Kohl’s Kills Cafe Concept

While we hear over and over again that retail isn’t just about the goods anymore, it is about the experience consumers have while shopping for them, it is easy to forget that offering the right retail experience for consumers is not as easy as just making a slight change to the existing format.

Case in point, the Kohl’s cafe — one of the struggling retailer’s latest attempts to boost foot traffic by creating a warmer, more inviting and more desirable place to shop. The program was piloted in two locations in two southeastern Wisconsin stores for the last seven months, and as it turns out, whatever it is Kohl’s shoppers really want from their experience at the store, coffee is apparently not it.

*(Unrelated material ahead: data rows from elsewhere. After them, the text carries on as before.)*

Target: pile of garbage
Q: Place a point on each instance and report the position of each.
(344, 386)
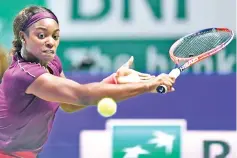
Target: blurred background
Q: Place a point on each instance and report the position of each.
(98, 36)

Kohl’s will be pulling the plug on its cafe program, citing general lack of interest among consumers. Though the program was undertaken at the behest of Kohl’s customers — based on submitted comments — and though it got high marks from those who used it, on the whole, the overall effect of the cafe on sales and traffic seems to have been kind of negligible.

Kohl’s said that it will continue to look for ways to build a more unique customer experience and work to strengthen its brand offerings. However, some retail experts worry that Kohl’s is simply over-stored and stuck in some economic factors beyond its control.

“We’re the most over-stored country, and there are several overwhelming problems,” Howard Davidowitz, chairman of retail consulting and investment banking firm Davidowitz & Associates Inc., told Retail Dive earlier this year. “People have less money, and this economy isn’t helping. You cannot double your number of people in poverty in 10 years, build more stores and not have some kind of gigantic shakeout. Kohl’s is slowing down because the middle class is getting killed.”